Japanese Urban Legends and…Totoro?
As with any culture, the Japanese are susceptible to urban legends, the (usually mistaken) beliefs that people seem to accept because everyone else believes them. For example, there’s a persistent conviction in Japan that the “Lucky Strike” cigarette logo is supposed to represent the mushroom cloud over Hiroshima as seen from above, although the logo has actually been in use for a decade before WWII started. Then there’s the odd urban legend, still hotly debated on Japanese websites, that there’s a dark tale hidden inside the classic My Neighbor Totoro. It’s almost certainly wrong, but may nevertheless be interesting if for no other reason than as a study of how ideas like this spring into being.

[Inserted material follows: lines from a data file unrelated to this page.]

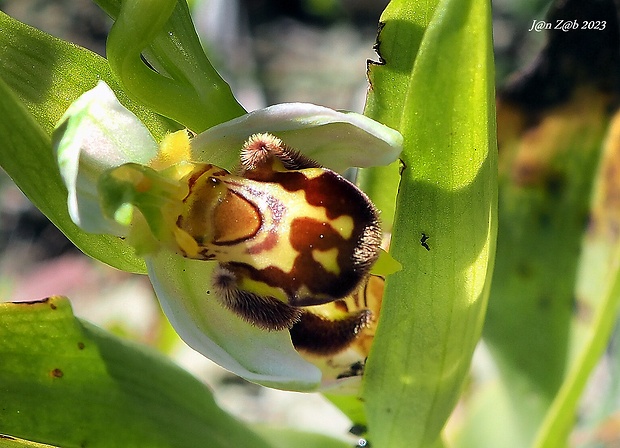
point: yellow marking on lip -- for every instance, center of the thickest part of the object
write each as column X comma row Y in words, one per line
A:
column 343, row 225
column 328, row 259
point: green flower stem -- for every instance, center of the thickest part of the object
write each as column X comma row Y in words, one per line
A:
column 189, row 92
column 561, row 415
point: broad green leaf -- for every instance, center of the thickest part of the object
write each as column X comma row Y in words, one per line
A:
column 65, row 382
column 598, row 294
column 12, row 442
column 433, row 309
column 289, row 437
column 552, row 119
column 25, row 155
column 48, row 74
column 408, row 21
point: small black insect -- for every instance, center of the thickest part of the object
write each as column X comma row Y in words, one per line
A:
column 423, row 241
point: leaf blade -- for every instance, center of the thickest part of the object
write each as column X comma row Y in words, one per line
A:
column 433, row 310
column 57, row 369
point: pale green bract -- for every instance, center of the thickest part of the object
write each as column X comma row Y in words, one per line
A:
column 97, row 134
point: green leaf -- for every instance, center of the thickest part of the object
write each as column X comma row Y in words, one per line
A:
column 65, row 382
column 48, row 74
column 598, row 289
column 433, row 309
column 26, row 154
column 389, row 77
column 185, row 87
column 12, row 442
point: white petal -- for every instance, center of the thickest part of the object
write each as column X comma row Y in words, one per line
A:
column 337, row 140
column 97, row 133
column 266, row 358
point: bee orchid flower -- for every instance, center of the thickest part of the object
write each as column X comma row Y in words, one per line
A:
column 262, row 254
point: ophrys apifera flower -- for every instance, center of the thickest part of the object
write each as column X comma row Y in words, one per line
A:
column 258, row 247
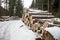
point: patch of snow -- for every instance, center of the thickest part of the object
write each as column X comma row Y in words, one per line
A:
column 27, row 3
column 16, row 30
column 55, row 31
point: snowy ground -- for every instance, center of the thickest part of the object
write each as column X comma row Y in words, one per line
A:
column 55, row 32
column 15, row 30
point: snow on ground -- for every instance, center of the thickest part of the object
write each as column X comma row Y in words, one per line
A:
column 55, row 31
column 15, row 30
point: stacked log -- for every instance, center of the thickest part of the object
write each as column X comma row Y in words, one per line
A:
column 31, row 18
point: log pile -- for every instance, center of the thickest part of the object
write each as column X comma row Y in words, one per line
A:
column 31, row 17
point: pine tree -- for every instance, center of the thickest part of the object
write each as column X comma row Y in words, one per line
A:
column 11, row 7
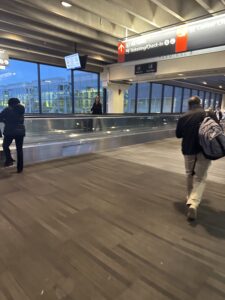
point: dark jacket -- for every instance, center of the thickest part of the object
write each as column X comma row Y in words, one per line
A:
column 187, row 129
column 219, row 115
column 96, row 109
column 13, row 118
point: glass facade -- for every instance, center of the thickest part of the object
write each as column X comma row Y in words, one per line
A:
column 167, row 98
column 156, row 98
column 163, row 98
column 20, row 80
column 50, row 89
column 143, row 97
column 55, row 86
column 55, row 89
column 129, row 99
column 187, row 94
column 177, row 100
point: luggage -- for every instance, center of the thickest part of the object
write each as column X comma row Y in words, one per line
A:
column 212, row 139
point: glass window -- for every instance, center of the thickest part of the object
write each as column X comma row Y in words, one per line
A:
column 201, row 96
column 218, row 99
column 194, row 92
column 177, row 100
column 143, row 97
column 85, row 90
column 186, row 97
column 20, row 80
column 206, row 102
column 55, row 89
column 129, row 99
column 167, row 99
column 212, row 100
column 156, row 98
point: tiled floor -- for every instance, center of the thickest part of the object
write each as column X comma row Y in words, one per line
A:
column 111, row 226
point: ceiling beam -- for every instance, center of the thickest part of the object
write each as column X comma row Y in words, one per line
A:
column 76, row 14
column 51, row 19
column 45, row 59
column 19, row 24
column 30, row 44
column 108, row 11
column 182, row 10
column 12, row 32
column 212, row 6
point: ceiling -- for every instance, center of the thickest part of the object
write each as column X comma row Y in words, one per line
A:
column 45, row 31
column 216, row 82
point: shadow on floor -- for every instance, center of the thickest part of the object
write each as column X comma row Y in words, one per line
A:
column 212, row 220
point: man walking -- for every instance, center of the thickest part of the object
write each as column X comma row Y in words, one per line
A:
column 196, row 165
column 13, row 118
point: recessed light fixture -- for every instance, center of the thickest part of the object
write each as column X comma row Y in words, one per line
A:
column 66, row 4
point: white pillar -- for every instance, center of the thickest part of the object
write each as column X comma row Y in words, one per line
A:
column 116, row 97
column 223, row 103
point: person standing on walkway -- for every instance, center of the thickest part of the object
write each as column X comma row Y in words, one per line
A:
column 13, row 118
column 196, row 165
column 97, row 110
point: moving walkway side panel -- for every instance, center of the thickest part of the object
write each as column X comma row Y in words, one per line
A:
column 53, row 138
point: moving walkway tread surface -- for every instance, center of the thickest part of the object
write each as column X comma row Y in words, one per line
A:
column 103, row 226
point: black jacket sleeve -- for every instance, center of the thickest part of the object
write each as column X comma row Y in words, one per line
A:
column 2, row 115
column 179, row 129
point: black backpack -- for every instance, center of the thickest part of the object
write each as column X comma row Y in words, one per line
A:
column 212, row 139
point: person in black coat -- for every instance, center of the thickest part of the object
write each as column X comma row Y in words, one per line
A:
column 13, row 118
column 196, row 164
column 218, row 113
column 97, row 110
column 97, row 106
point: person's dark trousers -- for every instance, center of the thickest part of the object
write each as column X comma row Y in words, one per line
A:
column 19, row 149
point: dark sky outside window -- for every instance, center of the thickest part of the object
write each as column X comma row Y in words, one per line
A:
column 156, row 98
column 187, row 93
column 55, row 89
column 129, row 99
column 20, row 80
column 194, row 92
column 143, row 97
column 85, row 90
column 167, row 99
column 207, row 98
column 201, row 96
column 177, row 100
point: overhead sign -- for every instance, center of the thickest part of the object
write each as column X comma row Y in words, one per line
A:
column 198, row 35
column 146, row 68
column 4, row 58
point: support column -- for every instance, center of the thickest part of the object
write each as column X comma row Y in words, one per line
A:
column 223, row 103
column 116, row 97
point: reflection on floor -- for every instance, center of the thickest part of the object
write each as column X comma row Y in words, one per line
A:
column 111, row 226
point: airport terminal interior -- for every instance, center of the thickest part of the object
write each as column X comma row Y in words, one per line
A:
column 99, row 211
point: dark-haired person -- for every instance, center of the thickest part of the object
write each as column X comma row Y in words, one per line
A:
column 13, row 118
column 196, row 165
column 97, row 110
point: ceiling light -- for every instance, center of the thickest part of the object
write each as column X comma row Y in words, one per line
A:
column 66, row 4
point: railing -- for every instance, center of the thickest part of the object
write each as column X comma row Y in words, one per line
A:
column 70, row 128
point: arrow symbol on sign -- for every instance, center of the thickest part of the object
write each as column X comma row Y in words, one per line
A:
column 121, row 47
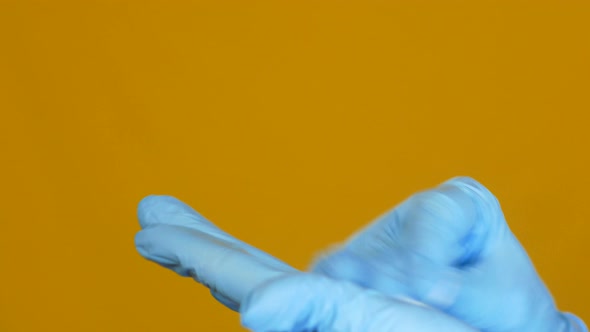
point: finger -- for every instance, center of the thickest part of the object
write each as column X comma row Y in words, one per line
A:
column 416, row 248
column 307, row 302
column 178, row 238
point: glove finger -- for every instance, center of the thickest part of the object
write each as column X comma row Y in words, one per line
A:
column 178, row 238
column 417, row 248
column 308, row 302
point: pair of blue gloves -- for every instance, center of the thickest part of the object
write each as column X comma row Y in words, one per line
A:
column 443, row 260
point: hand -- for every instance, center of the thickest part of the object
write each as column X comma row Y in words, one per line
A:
column 451, row 248
column 270, row 295
column 436, row 242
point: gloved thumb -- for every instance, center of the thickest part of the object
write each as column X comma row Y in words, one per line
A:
column 309, row 302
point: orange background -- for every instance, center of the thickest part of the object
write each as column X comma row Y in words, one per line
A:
column 289, row 123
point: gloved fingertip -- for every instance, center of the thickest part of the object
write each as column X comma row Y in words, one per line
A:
column 162, row 209
column 481, row 195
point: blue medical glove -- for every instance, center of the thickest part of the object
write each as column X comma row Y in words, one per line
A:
column 451, row 248
column 178, row 238
column 270, row 295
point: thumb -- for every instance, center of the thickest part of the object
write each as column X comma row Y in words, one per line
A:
column 308, row 302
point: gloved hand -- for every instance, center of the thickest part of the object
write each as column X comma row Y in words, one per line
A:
column 270, row 295
column 444, row 247
column 451, row 248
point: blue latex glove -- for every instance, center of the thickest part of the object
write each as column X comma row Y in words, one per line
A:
column 430, row 249
column 270, row 295
column 451, row 248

According to the theory, Totoro — whose name may have come from a child’s mistaken attempt at pronouncing the English word “troll” from the classic Billy Goats Gruff story, though more likely it came from the city of Tokorozawa near Tokyo, where Miyazaki lived at the time — is really a shinigami (god of death) who has come to collect Mei. When Mei goes missing she actually dies by falling into a ride paddy and drowning, and when Satsuki asks Totoro, “Please take me to where Mei is!” she too, is brought to the land of death. (Some say that after this scene no shadows are drawn under the girls, though I can’t see it.) There are similarities to an event called the Sayama Incident in which a girl was tragically murdered on May 1, 1963. The names of Mei (“May”) and Satsuki (the old name for the month of May, before Japan adopted the Gregorian calendar) both seem to mirror this. There’s also a scene where the old lady is drinking tea with “Sayama Tea” written on it, which seems like a definite reference. Finally, in the last scene of the film, if the girls are not dead, why don’t they go to talk to their mother?
Or maybe it’s just some silly thing the Internet came up with.